One of the more recent billets created in the Army is the Chemical Officer. The Army Chemical Officer is the person considered the expert on issues of Chemical, Nuclear, Biological or other weapons, and in the area of weapons of Mass Destruction. The Chemical Officer is the person responsible for advising the Commander on all radiological and NBC weapons issues, warfare, defense and homeland protection issues. The position of Army Chemical Officer also deploys Chemical Army units to support combat with smoke and flame weapons, chemical or other technology management items.
The Army Chemical Officer is normally a 2nd or 1st Lieutenant, and they may be responsible for:
-Controlling and commanding chemical operations with units and armed forces.
-Coordination of chemical soldiers at every level from platoon to company, battalion and higher, in both multinational and United States Army operations.
After commissioning as a 2nd Lieutenant officer in the Army, a Chemical Army Officer candidate will attend the Chemical Basic Skills Officer Course, where you will learn tactics, leadership skills, procedures and practices, as well as operational aspects of serving as a Army Chemical Officer. Some of the training will be in the classroom and will be very heavy on chemistry and science coursework, while other training will be held in the field and on the job.
To be successful as an Army Chemical Officer, you have to be able to exhibit certain qualities. These are qualities that any one wishing to serve in the Army as an officer must possess.
You should have self-discipline, intelligence, confidence, initiative, and be assertive. You should be physically fit and able to perform under a variety of mental and physical stress situations. True leaders are able to seize up situations swiftly and make decisions quickly even those that are vital and have a lot riding on them. Leaders focus on mission first, and show respect and provide encouragement for subordinates, and leadership to other military Servicemembers in their command.

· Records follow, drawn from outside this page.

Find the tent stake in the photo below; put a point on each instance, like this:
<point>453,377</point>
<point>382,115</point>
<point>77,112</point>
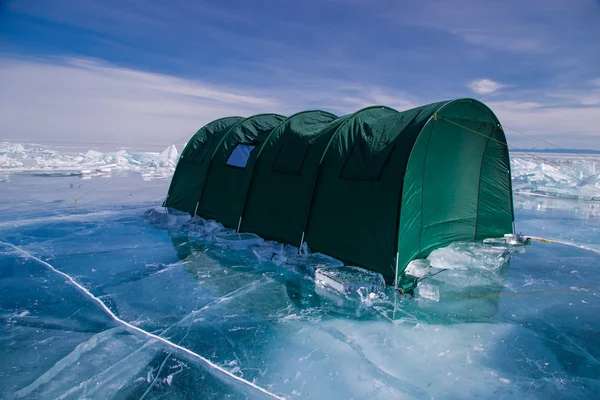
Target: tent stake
<point>301,241</point>
<point>396,275</point>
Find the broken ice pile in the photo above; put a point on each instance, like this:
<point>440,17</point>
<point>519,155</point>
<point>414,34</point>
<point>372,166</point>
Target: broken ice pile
<point>21,159</point>
<point>350,280</point>
<point>559,175</point>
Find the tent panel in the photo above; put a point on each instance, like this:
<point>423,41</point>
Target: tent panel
<point>224,193</point>
<point>450,178</point>
<point>349,214</point>
<point>189,177</point>
<point>279,195</point>
<point>495,214</point>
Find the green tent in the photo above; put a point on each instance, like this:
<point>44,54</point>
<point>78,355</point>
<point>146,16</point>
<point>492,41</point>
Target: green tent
<point>190,174</point>
<point>230,171</point>
<point>284,174</point>
<point>377,188</point>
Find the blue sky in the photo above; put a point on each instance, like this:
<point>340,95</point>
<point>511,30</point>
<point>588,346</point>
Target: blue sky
<point>155,71</point>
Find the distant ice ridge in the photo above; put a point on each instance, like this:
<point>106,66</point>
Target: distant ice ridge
<point>557,175</point>
<point>23,159</point>
<point>552,175</point>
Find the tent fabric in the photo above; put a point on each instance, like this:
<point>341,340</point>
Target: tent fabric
<point>224,191</point>
<point>377,188</point>
<point>188,179</point>
<point>277,203</point>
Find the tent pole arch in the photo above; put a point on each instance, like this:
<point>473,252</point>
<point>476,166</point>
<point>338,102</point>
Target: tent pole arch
<point>269,138</point>
<point>482,195</point>
<point>329,144</point>
<point>182,196</point>
<point>228,139</point>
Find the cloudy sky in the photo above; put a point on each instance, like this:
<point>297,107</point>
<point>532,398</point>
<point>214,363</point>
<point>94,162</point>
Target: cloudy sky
<point>153,71</point>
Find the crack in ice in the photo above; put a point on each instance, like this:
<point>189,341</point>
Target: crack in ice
<point>26,254</point>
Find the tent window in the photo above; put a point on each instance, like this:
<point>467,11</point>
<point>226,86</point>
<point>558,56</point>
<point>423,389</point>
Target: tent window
<point>240,155</point>
<point>291,156</point>
<point>367,160</point>
<point>200,154</point>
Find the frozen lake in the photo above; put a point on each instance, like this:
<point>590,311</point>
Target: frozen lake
<point>525,329</point>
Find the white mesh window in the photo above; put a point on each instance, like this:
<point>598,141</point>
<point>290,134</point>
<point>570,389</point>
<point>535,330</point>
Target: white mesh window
<point>240,155</point>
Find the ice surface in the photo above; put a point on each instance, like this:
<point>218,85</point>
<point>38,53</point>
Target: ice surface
<point>349,279</point>
<point>26,159</point>
<point>557,175</point>
<point>523,326</point>
<point>428,291</point>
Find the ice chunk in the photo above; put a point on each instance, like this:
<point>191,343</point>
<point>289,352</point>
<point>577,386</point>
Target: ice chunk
<point>349,279</point>
<point>270,251</point>
<point>169,155</point>
<point>238,241</point>
<point>166,218</point>
<point>428,291</point>
<point>418,268</point>
<point>470,255</point>
<point>308,263</point>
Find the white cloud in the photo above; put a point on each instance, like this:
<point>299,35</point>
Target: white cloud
<point>484,86</point>
<point>83,100</point>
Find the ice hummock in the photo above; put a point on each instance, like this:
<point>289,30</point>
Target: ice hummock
<point>552,175</point>
<point>28,159</point>
<point>557,175</point>
<point>349,279</point>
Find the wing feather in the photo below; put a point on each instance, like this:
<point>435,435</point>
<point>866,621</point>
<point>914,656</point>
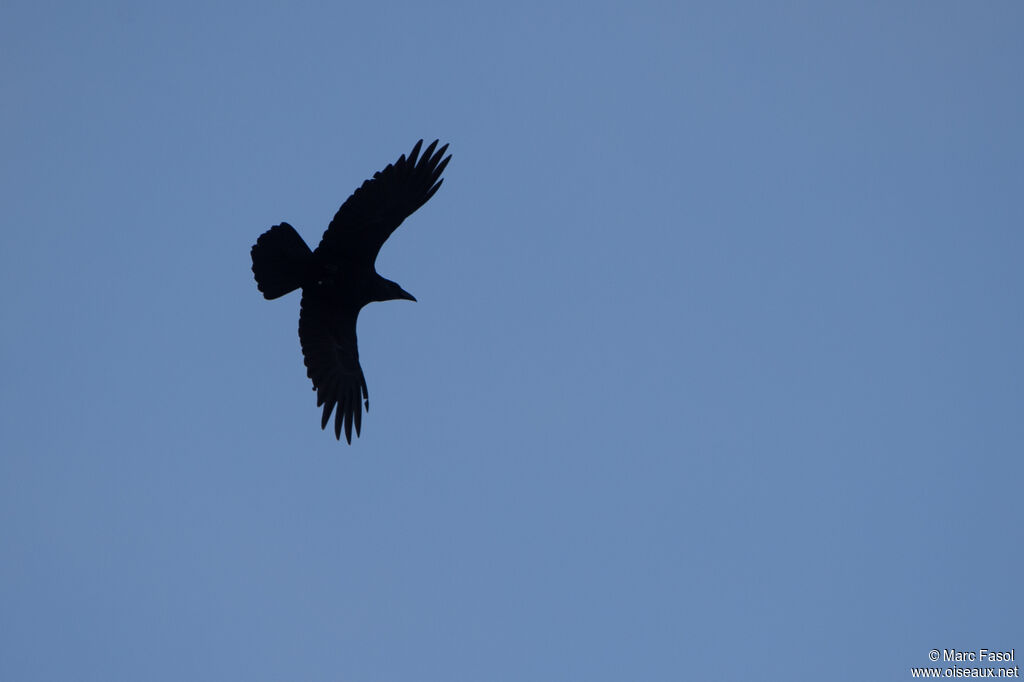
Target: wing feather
<point>332,357</point>
<point>367,218</point>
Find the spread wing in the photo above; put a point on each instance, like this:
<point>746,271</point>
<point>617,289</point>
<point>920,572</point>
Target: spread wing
<point>375,210</point>
<point>327,333</point>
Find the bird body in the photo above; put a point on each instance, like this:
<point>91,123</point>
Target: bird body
<point>339,278</point>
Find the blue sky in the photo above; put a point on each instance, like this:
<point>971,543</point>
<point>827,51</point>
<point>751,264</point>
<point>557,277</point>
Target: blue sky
<point>715,373</point>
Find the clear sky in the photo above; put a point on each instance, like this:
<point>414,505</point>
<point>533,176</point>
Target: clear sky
<point>716,371</point>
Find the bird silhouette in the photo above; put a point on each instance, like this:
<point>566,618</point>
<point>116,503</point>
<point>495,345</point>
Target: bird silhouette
<point>339,278</point>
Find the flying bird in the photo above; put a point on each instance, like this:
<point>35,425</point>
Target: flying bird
<point>339,278</point>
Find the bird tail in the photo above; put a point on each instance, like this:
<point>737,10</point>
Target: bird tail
<point>281,261</point>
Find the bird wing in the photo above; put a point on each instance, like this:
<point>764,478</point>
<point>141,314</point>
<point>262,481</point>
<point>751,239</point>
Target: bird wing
<point>327,333</point>
<point>375,210</point>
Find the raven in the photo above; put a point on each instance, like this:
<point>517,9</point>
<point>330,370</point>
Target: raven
<point>339,278</point>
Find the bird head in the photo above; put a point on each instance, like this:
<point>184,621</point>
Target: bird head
<point>385,290</point>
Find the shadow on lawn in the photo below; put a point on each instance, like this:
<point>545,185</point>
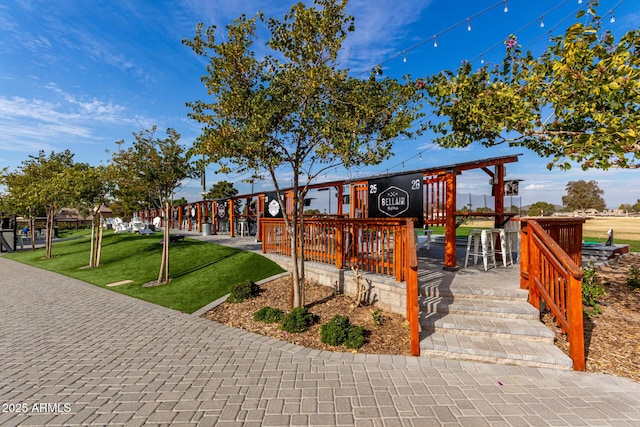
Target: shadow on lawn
<point>208,264</point>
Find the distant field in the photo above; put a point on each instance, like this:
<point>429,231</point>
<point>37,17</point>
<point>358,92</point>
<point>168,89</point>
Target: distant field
<point>625,230</point>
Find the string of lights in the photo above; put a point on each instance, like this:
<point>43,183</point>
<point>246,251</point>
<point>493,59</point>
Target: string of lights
<point>467,21</point>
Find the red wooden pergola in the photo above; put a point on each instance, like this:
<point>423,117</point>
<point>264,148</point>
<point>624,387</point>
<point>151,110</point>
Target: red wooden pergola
<point>440,185</point>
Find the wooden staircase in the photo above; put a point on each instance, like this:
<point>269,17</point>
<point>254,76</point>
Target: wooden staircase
<point>483,316</point>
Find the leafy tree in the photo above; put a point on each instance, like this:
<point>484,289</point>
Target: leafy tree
<point>541,209</point>
<point>19,199</point>
<point>153,167</point>
<point>93,196</point>
<point>293,107</point>
<point>50,182</point>
<point>583,195</point>
<point>578,101</point>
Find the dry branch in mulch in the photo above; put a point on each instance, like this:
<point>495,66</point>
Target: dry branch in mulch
<point>611,339</point>
<point>391,337</point>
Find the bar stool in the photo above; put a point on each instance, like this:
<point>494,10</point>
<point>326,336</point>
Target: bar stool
<point>483,246</point>
<point>505,249</point>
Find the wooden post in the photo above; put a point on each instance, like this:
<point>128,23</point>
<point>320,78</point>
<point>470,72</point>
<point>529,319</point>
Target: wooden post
<point>450,222</point>
<point>498,187</point>
<point>411,278</point>
<point>576,323</point>
<point>232,225</point>
<point>199,216</point>
<point>339,245</point>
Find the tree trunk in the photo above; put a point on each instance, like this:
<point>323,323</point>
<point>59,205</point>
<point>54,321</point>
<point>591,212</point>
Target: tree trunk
<point>49,234</point>
<point>33,234</point>
<point>163,274</point>
<point>93,238</point>
<point>301,237</point>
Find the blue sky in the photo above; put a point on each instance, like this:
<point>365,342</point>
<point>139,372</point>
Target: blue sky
<point>83,75</point>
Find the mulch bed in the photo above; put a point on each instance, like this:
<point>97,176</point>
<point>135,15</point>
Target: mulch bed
<point>391,337</point>
<point>611,339</point>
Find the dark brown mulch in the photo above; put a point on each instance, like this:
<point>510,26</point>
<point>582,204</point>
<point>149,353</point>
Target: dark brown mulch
<point>391,337</point>
<point>612,339</point>
<point>612,343</point>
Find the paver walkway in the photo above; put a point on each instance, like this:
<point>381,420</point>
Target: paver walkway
<point>101,358</point>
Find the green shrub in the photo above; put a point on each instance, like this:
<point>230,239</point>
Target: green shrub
<point>591,289</point>
<point>633,277</point>
<point>269,315</point>
<point>243,291</point>
<point>339,330</point>
<point>378,317</point>
<point>355,337</point>
<point>334,332</point>
<point>297,321</point>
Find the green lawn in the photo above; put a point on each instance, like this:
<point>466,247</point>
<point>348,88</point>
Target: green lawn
<point>634,245</point>
<point>202,272</point>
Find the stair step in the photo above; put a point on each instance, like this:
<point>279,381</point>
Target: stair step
<point>479,307</point>
<point>493,350</point>
<point>523,329</point>
<point>494,293</point>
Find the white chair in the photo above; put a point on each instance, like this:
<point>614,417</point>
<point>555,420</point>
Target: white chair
<point>243,227</point>
<point>482,242</point>
<point>505,249</point>
<point>423,241</point>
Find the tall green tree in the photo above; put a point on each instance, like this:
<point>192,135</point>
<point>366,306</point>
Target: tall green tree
<point>92,196</point>
<point>49,181</point>
<point>293,109</point>
<point>578,101</point>
<point>153,168</point>
<point>583,195</point>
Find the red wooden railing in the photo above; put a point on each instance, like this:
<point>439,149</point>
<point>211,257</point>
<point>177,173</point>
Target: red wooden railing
<point>549,250</point>
<point>381,246</point>
<point>372,245</point>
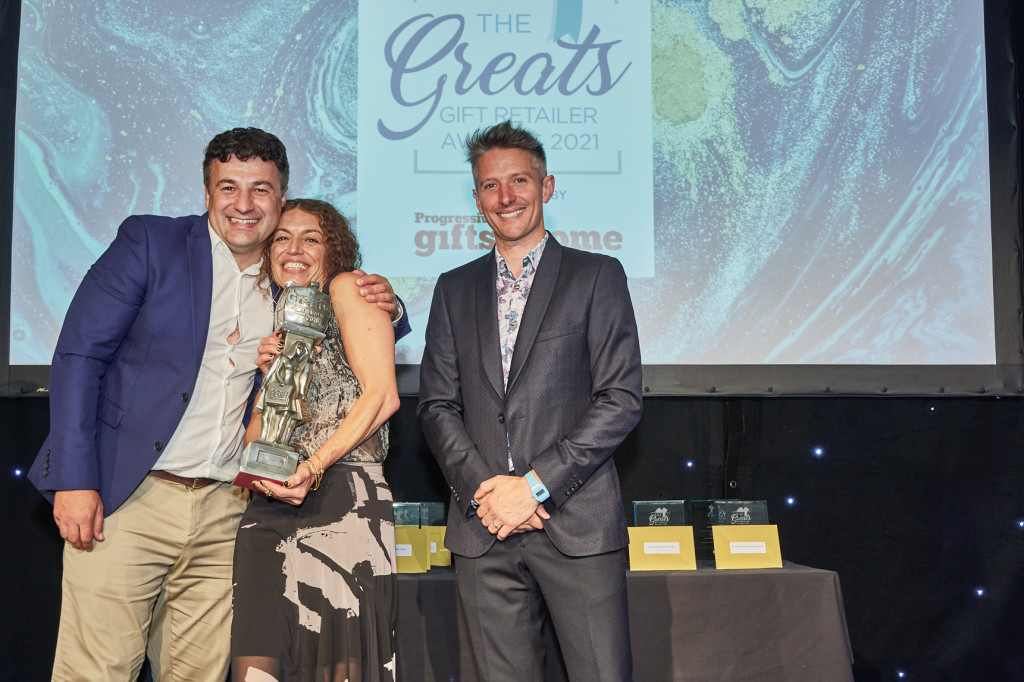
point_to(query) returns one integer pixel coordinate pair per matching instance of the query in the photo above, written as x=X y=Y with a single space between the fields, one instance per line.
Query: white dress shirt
x=208 y=440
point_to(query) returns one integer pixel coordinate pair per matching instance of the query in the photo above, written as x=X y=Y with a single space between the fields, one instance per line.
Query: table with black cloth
x=706 y=625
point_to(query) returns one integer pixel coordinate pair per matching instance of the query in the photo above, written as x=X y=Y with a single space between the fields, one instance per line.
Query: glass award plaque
x=705 y=514
x=658 y=512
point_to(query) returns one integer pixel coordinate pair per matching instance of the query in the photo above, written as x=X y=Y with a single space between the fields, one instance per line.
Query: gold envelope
x=662 y=548
x=413 y=549
x=747 y=547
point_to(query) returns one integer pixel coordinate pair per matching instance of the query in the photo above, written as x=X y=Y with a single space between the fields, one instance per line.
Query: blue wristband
x=537 y=488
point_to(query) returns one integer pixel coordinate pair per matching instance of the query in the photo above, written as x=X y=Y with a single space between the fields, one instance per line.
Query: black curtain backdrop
x=916 y=503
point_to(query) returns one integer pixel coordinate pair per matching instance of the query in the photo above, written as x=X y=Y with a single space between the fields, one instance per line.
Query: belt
x=188 y=482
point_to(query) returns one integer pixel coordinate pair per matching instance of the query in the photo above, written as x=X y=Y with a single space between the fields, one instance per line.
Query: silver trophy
x=303 y=314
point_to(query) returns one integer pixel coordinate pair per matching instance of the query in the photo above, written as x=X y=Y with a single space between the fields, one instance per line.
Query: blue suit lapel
x=201 y=282
x=486 y=322
x=537 y=306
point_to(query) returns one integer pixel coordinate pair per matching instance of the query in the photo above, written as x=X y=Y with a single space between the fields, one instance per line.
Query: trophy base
x=265 y=461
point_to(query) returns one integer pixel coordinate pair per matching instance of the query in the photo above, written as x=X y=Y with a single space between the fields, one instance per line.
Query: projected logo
x=577 y=74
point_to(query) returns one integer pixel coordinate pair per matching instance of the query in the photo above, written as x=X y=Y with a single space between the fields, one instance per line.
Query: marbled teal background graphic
x=821 y=167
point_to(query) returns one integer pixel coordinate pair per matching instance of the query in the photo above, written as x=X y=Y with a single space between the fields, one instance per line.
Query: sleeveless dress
x=314 y=585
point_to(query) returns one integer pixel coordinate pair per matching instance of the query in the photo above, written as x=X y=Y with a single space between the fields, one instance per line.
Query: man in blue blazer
x=530 y=378
x=150 y=381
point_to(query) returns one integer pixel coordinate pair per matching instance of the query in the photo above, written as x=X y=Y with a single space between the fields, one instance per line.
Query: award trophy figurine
x=302 y=313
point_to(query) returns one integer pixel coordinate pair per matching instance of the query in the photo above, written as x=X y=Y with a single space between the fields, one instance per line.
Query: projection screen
x=802 y=193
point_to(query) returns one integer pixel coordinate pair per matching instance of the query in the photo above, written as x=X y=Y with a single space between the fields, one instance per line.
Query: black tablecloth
x=705 y=625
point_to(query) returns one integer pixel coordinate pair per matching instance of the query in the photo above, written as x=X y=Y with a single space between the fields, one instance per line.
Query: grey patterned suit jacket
x=573 y=394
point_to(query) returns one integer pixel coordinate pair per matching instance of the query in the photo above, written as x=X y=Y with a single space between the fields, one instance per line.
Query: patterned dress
x=314 y=585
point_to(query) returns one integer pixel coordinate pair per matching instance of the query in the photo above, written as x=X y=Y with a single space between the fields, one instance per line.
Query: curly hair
x=506 y=135
x=341 y=251
x=246 y=143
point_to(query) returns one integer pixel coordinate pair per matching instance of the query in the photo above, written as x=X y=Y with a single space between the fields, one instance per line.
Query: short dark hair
x=505 y=135
x=341 y=251
x=246 y=143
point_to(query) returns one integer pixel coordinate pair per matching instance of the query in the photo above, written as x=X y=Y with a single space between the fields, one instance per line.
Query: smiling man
x=150 y=380
x=530 y=378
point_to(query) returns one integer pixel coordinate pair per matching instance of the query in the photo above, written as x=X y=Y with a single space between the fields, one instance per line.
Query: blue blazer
x=127 y=358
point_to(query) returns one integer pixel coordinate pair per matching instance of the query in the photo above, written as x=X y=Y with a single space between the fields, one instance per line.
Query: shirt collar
x=534 y=257
x=219 y=250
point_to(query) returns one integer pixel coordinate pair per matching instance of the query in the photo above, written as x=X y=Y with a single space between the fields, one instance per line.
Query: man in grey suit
x=529 y=380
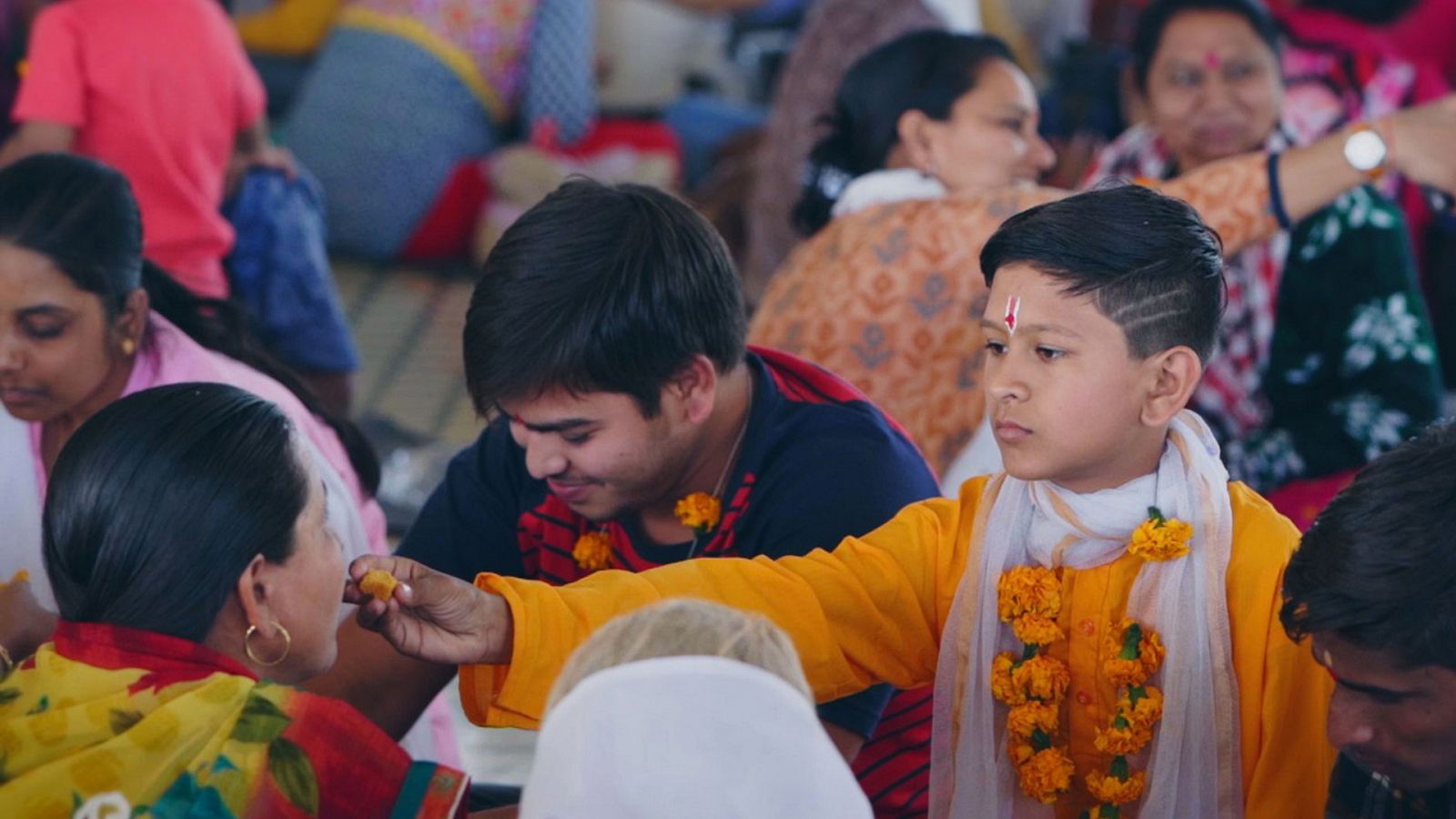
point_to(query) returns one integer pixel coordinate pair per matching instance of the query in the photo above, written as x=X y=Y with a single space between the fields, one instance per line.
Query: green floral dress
x=1351 y=368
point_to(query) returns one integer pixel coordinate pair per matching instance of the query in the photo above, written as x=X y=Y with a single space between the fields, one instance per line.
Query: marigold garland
x=593 y=551
x=1034 y=683
x=1135 y=654
x=699 y=511
x=1161 y=538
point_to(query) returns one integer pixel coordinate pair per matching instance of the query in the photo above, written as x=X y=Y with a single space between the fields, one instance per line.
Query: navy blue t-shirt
x=819 y=464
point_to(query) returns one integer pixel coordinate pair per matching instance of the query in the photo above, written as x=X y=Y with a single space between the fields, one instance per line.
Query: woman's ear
x=1174 y=375
x=917 y=136
x=131 y=322
x=254 y=595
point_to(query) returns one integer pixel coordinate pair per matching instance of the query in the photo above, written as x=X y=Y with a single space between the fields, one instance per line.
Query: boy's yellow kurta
x=875 y=606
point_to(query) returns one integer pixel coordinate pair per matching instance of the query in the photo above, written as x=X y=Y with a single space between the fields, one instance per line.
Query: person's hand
x=266 y=155
x=433 y=617
x=24 y=622
x=1423 y=143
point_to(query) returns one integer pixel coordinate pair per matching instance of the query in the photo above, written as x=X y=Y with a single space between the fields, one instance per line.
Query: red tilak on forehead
x=1012 y=310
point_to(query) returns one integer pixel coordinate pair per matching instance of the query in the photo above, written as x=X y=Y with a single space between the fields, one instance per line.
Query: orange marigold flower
x=1111 y=790
x=1036 y=630
x=1002 y=687
x=1046 y=775
x=699 y=511
x=1158 y=540
x=1147 y=713
x=1043 y=678
x=1123 y=742
x=1133 y=671
x=593 y=551
x=1026 y=719
x=1028 y=591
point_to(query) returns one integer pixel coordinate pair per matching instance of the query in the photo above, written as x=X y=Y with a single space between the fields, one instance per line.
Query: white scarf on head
x=696 y=736
x=1193 y=763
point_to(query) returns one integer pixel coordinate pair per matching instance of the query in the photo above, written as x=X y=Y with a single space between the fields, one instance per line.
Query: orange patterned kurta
x=890 y=298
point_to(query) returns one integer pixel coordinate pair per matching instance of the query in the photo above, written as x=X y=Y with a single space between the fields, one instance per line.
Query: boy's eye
x=44 y=331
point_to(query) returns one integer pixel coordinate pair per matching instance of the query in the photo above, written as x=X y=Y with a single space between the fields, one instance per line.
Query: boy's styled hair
x=1147 y=259
x=1378 y=567
x=602 y=288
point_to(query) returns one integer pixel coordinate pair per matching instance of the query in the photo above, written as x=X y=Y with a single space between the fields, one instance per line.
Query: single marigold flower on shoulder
x=1148 y=710
x=1158 y=540
x=1036 y=630
x=699 y=511
x=1043 y=678
x=593 y=551
x=1002 y=685
x=1019 y=753
x=1046 y=775
x=1030 y=717
x=1111 y=790
x=1123 y=742
x=1028 y=591
x=1132 y=672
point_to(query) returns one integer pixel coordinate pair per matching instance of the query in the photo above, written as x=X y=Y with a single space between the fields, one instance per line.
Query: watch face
x=1365 y=150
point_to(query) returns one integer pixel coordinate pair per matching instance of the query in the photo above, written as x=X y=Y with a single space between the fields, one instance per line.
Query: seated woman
x=890 y=296
x=404 y=91
x=705 y=705
x=1325 y=350
x=188 y=550
x=84 y=321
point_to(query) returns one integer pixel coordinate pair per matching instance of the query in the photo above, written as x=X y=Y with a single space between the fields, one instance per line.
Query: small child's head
x=1103 y=309
x=1373 y=586
x=684 y=627
x=602 y=324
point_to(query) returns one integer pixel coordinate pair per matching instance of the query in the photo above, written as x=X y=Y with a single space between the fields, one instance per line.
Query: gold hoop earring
x=248 y=646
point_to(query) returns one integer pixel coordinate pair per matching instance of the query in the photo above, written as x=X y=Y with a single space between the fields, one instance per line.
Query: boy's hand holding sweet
x=431 y=615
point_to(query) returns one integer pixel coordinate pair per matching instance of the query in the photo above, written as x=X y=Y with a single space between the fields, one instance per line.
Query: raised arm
x=870 y=611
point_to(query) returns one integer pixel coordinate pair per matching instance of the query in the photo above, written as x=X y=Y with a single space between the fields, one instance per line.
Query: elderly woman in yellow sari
x=187 y=545
x=934 y=145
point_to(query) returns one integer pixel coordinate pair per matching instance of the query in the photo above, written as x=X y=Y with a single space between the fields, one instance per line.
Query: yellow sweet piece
x=379 y=583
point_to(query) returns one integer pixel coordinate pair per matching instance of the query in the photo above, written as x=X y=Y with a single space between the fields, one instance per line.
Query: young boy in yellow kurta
x=1101 y=622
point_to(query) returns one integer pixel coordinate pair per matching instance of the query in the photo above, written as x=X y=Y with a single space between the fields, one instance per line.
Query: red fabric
x=446 y=230
x=157 y=89
x=1303 y=500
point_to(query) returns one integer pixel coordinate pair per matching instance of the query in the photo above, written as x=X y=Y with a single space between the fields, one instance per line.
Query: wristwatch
x=1366 y=152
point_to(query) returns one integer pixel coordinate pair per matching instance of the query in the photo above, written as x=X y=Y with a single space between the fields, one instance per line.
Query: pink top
x=169 y=356
x=157 y=89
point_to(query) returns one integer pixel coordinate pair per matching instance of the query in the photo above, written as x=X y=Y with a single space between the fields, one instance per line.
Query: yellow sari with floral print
x=116 y=722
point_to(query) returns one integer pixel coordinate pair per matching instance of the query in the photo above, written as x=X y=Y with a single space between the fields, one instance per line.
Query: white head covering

Chemical Officers often continue in the Operations career field, increasing to higher levels of responsibility and leadership, moving into command and control levels of Army leadership.
Chemical Officers may continue in the Operations career field, serving in Chemical Corps at ever increasing levels of leadership and responsibility. An Army Chemical officer will rise until they command a company of Chemical Unit soldiers (200-300 soldiers armed with Chemical equipment). They act to help develop doctrine, organization and equipment unique for the mission of chemical Army units.
good day what’s the length of the basic chemical officer course?
disappointing career says
I am a soon to be former chemical officer and I want it understood that this branch is failing. There are three major areas, all inter connected, that create a downward spiral for success. These areas are a lack of senior-level leadership, outdated doctrine and obsolete equipment.
Lack of leadership: When I arrived at my first BN, the S3 was surprised to find out that not only does BOLC not train Chemical Officers in USR but that it isn’t even our specific duty. He just knew that every unit he had been to did it this way. Though one example, it is very common to be shuffled off to staff and do USR. Even more disturbing is it is easily possible to spend an entire Lieutenancy on staff. The various Generals and Colonels have been so ineffective at defining what a Chemical Officer does that the role is defined for them. Worse is the use of the branch detail program to coerce individuals with no background or interest in the line of work to fill slots that they can’t due to the branch’s undesirability.
Outdated Doctrine: At BOLC we learned about mustard gas, sarin gas, VX and pretty much everything the Kaiser could throw at us. The mention os TICs, TIMs and general HAZMAT was confined to a 2 week portion of a 16 week course. The reality of the Chemical Corps is that the doctrine has grown stale and laughable. There has not been a credible, systematic and organized CBRN threat to American troops in a considerable amount of time. Until this is addressed the Corps will have a proven track record of failure.
Obsolete Equipment: Most equipment fielded to Soldiers for CBRN defense has not seen an update since the fall of the Soviet Union. Although recent strides in modernization have come about, they tend to focus on making the equipment look cool rather than increasing or modifying capability. The NBCRV and the M50 pro mask are just rehashed versions of the M93 Fox and M40 pro mask, respectively.
In conclusion, the life of a Chemical Officer is pretty substandard. In essence, this job becomes a professional operations officer without the training to make the job more pleasant. Maybe someday these structural issues can be addressed and the Chemical corps can become relevant but until then there is a great deal of disappointment in store.